The network was considered comprising insulin, glucagon, and glucose among α- and β-cells which make almost 90% of the islet cells. The model development was divided in two parts: First, the steady-state behavior of the system was captured. Second, a transient, kinetic model was constructed describing how the system approaches steady state. The kinetic model was further developed containing a section describing the secretion of insulin and glucagon and another representing the transduction of glucose/glucagon and glucose/insulin signals. The constructed model entails 32 parameters, and their values were determined based on data from perifusion and static experiments using mouse and human islet cells.

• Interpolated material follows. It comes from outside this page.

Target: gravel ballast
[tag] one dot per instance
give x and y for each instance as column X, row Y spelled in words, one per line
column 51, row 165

Parameter estimation led to a reasonable agreement between the in silico results and measured secretion levels for insulin and glucagon. Importantly, the predicted glucagon response exhibited a U-shape with increasing glucose concentration that differs from the prevailing view of glucagon as solely a counterregulatory hormone that prevents hypoglycemia. Moreover, we examined the importance of conditions including the number of islets employed and mode (static or dynamic) of assays involving the determination of insulin and glucagon. While our framework was developed using in vitro data, we successfully simulated the release of insulin and glucagon from whole pancreas. The basal insulin and glucagon secretion rates were predicted to be 3x10^-3 mg/min and 5x10^-6 mg/min, respectively. The insulin secretion rate agrees well with a value close to 10^-3 mg/min observed both in vitro and in vivo [2]. The same modality was employed to estimate the release rate of glucagon in type 1 diabetes. The calculated glucagon secretion rate was 1.5x10^-4 mg/min resulting in glucagon concentration significantly greater than in the normal pancreas. This finding is aligned with the documented hyperglucagonemia experienced by diabetes patients [3].

The framework described in this study was developed from first principles and captures known qualitative interactions between glucagon and β-cells, and insulin and α-cells. Importantly, our findings highlight insulin action as a source of the discrepancy between glucagon secretion from whole islets and isolated α-cells. This further supports the notion that the hyperglucagonemia seen in diabetes (types 1 and 2) is linked to a failure of insulin (due to b-cell ablation) to inhibit α-cell activity. Overall, our study shines light on the physiological role of α-cells in normal glucose homeostasis or from the perspective of aberrant pancreatic function.

References

[1] T. Moede, et. al. Alpha cell regulation of beta cell function. Diabetologia, 63: 2064-75, 2020.

[2] S. van Vliet, et al. Obesity is associated with increased basal and postprandial beta-cell insulin secretion even in the absence of insulin resistance. Diabetes, 69: 2112-19, 2020.

[3] R.J. Brown, et al. Too much glucagon, too little insulin: time course of pancreatic islet dysfunction in new-onset type 1 diabetes. Diabetes Care, 31: 1403-4, 2008.